The Starfish Review Generation & Marketing plugin for WordPress contains a missing authorization flaw that enables an attacker to elevate privileges on the site. The vulnerability, identified as CWE-862, means that certain plugin functions are reachable without enforcing proper access controls, allowing an authenticated user with limited rights to obtain higher privileges or perform unauthorized actions via the plugin. The description explicitly states that the flaw permits privilege escalation, but does not detail specific actions or outcomes beyond this capability.

All versions of the Starfish Review Generation & Marketing plugin from the earliest available release through 3.1.19 are affected. Any WordPress installation that has this plugin installed within that version range is vulnerable. No other WordPress components are mentioned as affected.

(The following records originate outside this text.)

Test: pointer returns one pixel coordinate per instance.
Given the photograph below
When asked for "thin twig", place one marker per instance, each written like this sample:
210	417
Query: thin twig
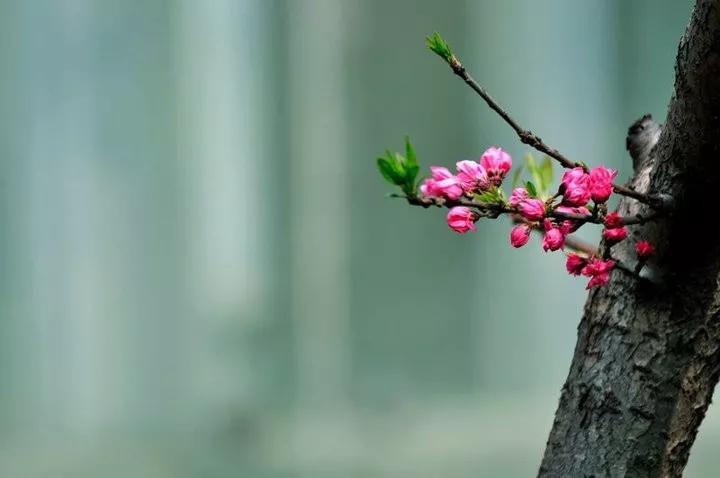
531	139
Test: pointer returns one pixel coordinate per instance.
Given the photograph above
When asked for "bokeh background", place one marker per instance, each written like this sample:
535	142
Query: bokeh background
200	275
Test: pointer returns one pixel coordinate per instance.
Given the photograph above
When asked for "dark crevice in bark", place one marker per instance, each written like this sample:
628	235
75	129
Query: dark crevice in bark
648	357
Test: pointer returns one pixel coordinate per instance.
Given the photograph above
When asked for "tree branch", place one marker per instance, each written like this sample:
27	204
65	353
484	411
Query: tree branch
534	141
648	357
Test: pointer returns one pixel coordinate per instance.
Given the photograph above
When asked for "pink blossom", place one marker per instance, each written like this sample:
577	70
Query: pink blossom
554	238
644	249
462	219
613	220
601	179
472	176
518	195
532	209
442	184
575	187
577	193
573	175
575	264
520	235
497	163
616	234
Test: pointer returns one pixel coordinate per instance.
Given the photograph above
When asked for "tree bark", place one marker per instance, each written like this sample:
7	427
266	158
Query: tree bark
648	356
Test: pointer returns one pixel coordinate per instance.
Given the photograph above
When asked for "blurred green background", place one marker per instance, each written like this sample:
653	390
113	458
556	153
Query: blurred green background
200	274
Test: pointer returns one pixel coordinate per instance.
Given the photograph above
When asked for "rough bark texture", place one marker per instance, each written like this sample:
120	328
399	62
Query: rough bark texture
648	356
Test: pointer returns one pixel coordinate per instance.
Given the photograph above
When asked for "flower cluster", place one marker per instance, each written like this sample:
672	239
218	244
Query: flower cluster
475	191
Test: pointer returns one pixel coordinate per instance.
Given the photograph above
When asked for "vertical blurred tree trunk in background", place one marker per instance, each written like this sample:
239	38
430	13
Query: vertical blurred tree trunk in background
648	357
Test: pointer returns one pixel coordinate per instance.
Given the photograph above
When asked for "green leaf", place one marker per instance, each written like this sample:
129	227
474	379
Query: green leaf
436	43
491	196
546	173
389	172
534	171
516	177
532	192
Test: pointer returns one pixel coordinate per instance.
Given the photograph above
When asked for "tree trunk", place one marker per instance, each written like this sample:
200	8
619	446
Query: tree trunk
648	355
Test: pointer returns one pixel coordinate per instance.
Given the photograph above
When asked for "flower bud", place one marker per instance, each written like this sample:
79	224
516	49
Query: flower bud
472	176
497	163
575	264
601	179
518	195
520	235
442	184
532	209
554	238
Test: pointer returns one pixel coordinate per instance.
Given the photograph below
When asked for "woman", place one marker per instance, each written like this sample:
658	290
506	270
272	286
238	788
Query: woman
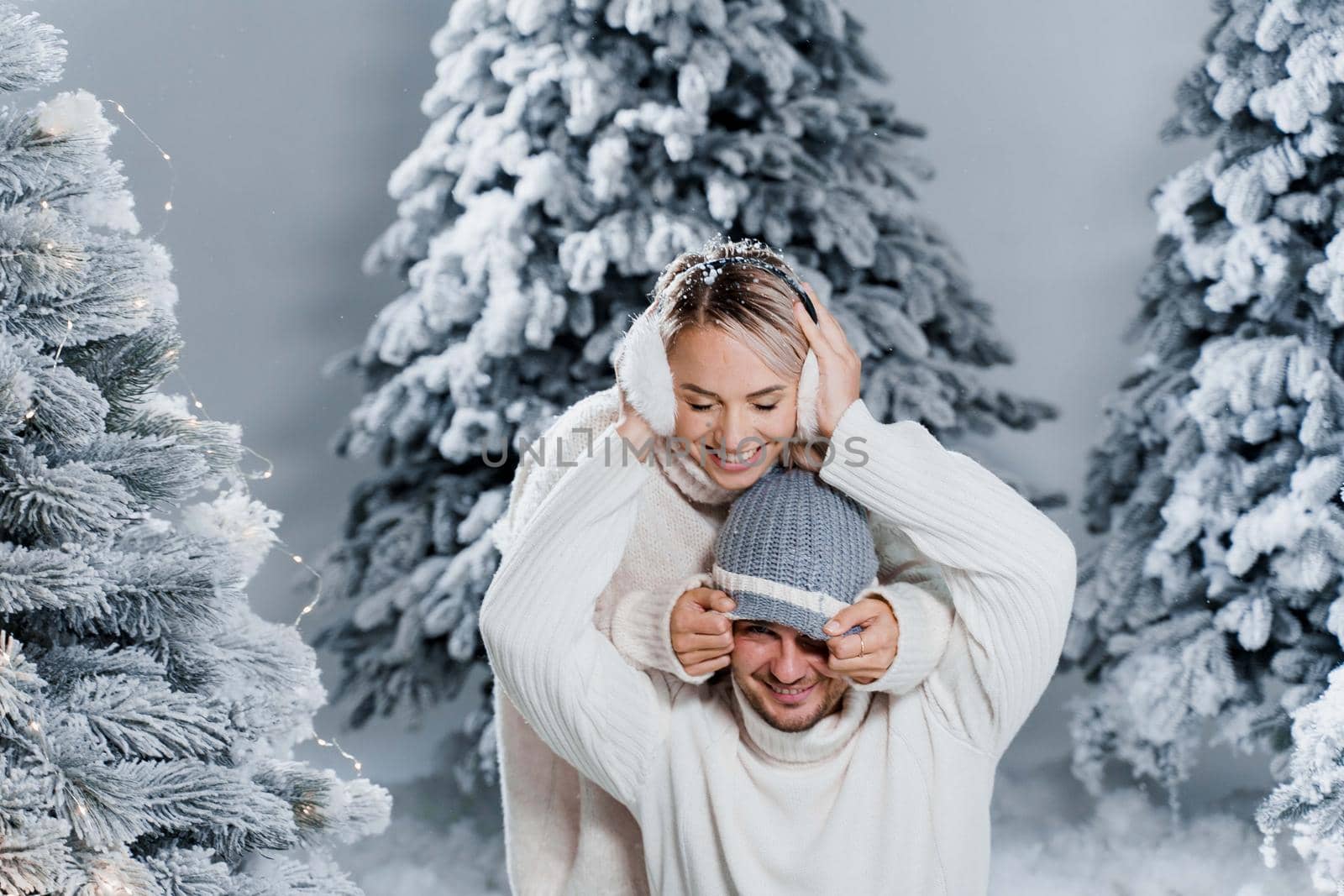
736	344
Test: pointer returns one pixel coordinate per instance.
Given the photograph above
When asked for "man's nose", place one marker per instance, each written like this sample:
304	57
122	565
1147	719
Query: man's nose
792	663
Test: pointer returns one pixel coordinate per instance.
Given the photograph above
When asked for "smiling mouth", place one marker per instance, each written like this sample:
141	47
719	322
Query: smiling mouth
790	696
734	461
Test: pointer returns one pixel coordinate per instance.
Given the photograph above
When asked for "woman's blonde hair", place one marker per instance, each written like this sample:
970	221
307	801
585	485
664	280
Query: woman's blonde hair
746	304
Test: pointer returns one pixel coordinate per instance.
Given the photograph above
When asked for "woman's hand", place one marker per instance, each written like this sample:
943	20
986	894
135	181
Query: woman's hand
702	636
864	658
837	363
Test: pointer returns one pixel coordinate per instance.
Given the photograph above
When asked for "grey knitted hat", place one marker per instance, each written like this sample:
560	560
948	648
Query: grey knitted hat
793	551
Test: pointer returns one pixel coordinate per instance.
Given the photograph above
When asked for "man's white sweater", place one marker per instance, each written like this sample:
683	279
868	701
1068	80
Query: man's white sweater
890	793
564	833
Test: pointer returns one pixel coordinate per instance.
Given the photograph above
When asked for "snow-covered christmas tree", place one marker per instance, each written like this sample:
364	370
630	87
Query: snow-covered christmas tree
575	148
147	714
1211	609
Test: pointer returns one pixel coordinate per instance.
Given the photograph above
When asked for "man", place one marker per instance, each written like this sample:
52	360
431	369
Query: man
783	778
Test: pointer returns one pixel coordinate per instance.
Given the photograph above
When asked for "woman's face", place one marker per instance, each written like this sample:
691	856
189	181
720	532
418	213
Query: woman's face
730	406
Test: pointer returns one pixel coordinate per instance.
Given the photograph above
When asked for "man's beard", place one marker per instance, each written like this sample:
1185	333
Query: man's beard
757	700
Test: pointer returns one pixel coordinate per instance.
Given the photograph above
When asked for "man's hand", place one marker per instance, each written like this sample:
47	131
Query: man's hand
702	636
864	658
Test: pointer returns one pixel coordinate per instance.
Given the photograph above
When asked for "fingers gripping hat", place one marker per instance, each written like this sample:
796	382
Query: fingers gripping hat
645	376
793	551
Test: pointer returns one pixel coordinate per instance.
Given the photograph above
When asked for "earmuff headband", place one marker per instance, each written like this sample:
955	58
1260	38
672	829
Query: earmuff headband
753	262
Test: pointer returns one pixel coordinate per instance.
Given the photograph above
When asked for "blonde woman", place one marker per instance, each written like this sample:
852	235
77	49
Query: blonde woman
736	344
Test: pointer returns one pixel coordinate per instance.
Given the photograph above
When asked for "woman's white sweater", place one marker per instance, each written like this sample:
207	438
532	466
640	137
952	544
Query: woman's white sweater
564	833
893	792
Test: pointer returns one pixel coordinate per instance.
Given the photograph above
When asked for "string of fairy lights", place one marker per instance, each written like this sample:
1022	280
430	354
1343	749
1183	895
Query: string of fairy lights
8	644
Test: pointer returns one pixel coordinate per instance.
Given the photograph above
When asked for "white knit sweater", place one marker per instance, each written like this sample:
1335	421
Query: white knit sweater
564	833
891	790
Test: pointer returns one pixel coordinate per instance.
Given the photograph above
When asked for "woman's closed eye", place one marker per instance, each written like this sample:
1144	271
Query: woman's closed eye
759	407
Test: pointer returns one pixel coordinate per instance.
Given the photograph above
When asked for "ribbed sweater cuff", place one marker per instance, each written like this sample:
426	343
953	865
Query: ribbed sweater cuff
925	625
642	627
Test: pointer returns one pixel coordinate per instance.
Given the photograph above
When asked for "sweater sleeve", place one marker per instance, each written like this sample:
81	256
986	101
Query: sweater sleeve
566	680
642	627
1010	570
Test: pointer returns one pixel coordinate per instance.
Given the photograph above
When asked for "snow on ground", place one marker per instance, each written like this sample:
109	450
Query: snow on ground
1048	840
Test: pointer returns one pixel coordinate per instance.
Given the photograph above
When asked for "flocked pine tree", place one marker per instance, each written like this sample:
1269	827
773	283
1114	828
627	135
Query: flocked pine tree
1215	593
575	148
147	714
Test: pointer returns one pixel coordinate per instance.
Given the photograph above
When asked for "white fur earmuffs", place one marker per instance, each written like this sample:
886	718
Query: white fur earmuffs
645	376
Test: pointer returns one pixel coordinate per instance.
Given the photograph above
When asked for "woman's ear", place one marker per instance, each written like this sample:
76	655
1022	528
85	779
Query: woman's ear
808	385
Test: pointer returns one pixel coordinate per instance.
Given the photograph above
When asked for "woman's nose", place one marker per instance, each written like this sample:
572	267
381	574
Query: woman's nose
736	429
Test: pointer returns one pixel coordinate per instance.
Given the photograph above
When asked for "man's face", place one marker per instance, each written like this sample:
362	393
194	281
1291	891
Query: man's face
784	674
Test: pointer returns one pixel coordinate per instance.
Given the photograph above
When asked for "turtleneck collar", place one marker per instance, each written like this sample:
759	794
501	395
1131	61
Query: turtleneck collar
819	741
690	477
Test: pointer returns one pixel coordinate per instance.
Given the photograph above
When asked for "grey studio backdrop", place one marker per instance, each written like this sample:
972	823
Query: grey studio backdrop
284	121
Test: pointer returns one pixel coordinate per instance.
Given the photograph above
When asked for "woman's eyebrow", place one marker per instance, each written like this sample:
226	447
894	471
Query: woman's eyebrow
705	391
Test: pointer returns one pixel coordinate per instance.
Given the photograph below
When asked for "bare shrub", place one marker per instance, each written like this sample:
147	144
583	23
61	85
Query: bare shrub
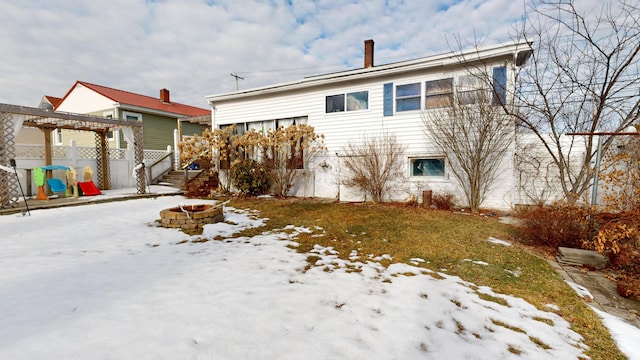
475	136
557	225
373	165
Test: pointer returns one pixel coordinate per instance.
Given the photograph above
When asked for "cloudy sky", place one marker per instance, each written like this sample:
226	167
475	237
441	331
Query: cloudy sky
192	46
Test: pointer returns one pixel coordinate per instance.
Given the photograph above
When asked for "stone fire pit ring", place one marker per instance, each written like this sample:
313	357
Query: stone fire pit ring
191	218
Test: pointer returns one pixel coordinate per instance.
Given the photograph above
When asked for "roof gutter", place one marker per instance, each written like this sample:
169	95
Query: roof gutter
379	71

The CVSS score of 8.8 classifies the flaw as high severity. The EPSS score of less than 1% indicates that, to date, widespread exploitation has not been observed. The vulnerability is not listed in the CISA KEV catalog. While the CVE does not specify how the flaw is triggered, it is reasonable to infer that the attack path involves accessing privileged plugin endpoints that should be gated by authorization checks; an attacker would typically need at least some existing authenticated access to the WordPress administrative area to exploit the missing checks. Thus the risk is that attackers who already have limited site access can promote themselves to higher privileges, which could facilitate further damage such as site takeover or unsafe content manipulation.